Une enquête édifiante réalisée conjointement par le Washington Post et l’ONG Tech Transparency Project démontre que l’un des principaux fournisseurs d’Apple en Chine, Lens Technology, a exploité des personnes issues de la minorité ouïghoure dans ses usines. Cette entreprise approvisionne également Tesla ou encore Amazon.
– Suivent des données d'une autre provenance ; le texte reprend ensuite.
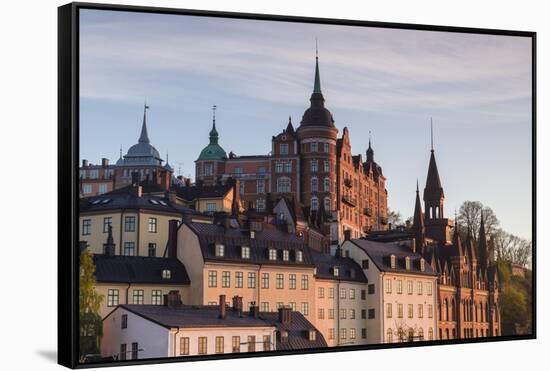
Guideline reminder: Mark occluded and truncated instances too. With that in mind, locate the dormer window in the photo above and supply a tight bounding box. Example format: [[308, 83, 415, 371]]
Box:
[[216, 243, 225, 257], [241, 246, 250, 259], [283, 250, 290, 261], [296, 250, 304, 262]]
Un fournisseur de longue date

Liée à la firme de Cupertino depuis le début des iPhone, Lens Technology est notamment réputée pour la confection des verres présents sur les appareils de la marque à la pomme. Selon des informations collectées par l’ONG, des milliers de Ouïghours ont travaillé de manière forcée pour l’entreprise dans le cadre d’un projet du gouvernement chinois qui opprime cette minorité musulmane originaire du nord-est du pays, dans la région autonome du Xinjiang.

« Nos recherches montrent que le recours au travail forcé par Apple dans sa chaîne d’approvisionnement va bien au-delà de ce que l’entreprise a reconnu », affirme Katie Paul, directrice de Tech Transparency Project. Lens Technology serait en réalité l’une de cinq autres entreprises ayant exploité des travailleurs forcés dans la chaîne d’approvisionnement de la firme de Cupertino. En effet, les autorités chinoises forcent les Ouïghours à travailler dans des usines à travers le pays, et les enferment dans des centres de détention où ils sont obligés de prendre des cours de Mandarin et de visionner des vidéos de propagande du gouvernement. De nombreux cas de stérilisation forcée ont également été répertoriés. Selon une autre enquête de grande ampleur réalisée par Buzzfeed News, les autorités ont par ailleurs construit d’immenses complexes dans les centres de détention afin que les prisonniers y soient mis au travail de force.

Le Parti communiste nie en bloc ces accusations, et affirme qu’il s’agit de mesures visant à combattre la pauvreté en offrant un emploi à ces personnes. Pourtant, le pays refuse que des observateurs internationaux viennent inspecter les conditions de travail des Ouïghours.

Apple nie

Contacté par le Washington Post, le porte-parole d’Apple Josh Rosenstock assure que l’entreprise ne participe en aucun cas à l’exploitation de la minorité : « Apple a une tolérance zéro pour le travail forcé. La recherche de la présence de travail forcé fait partie de chaque évaluation de fournisseur que nous effectuons, y compris les audits surprises. Ces protections s’appliquent à toute la chaîne d’approvisionnement, quel que soit l’emploi ou le lieu de travail d’une personne. Toute violation de nos politiques a des conséquences immédiates, y compris la cessation éventuelle de l’activité. Comme toujours, nous veillons à ce que chacun soit traité avec dignité et respect, et nous continuerons à faire tout notre possible pour protéger les travailleurs de notre chaîne d’approvisionnement ».

Ces déclarations peuvent toutefois être remises en question par le lobbying exercé par Apple, aux côtés d’autres géants américains comme Coca-Cola ou Nike, contre un texte de loi porté par le Congrès et visant à sanctionner les sociétés ayant un lien avec la campagne de travail forcé des Ouïghours menée par le gouvernement chinois. Depuis 2016, plus d’1 million de personnes issues de cette communauté ont été détenues par les autorités de l’Empire du Milieu.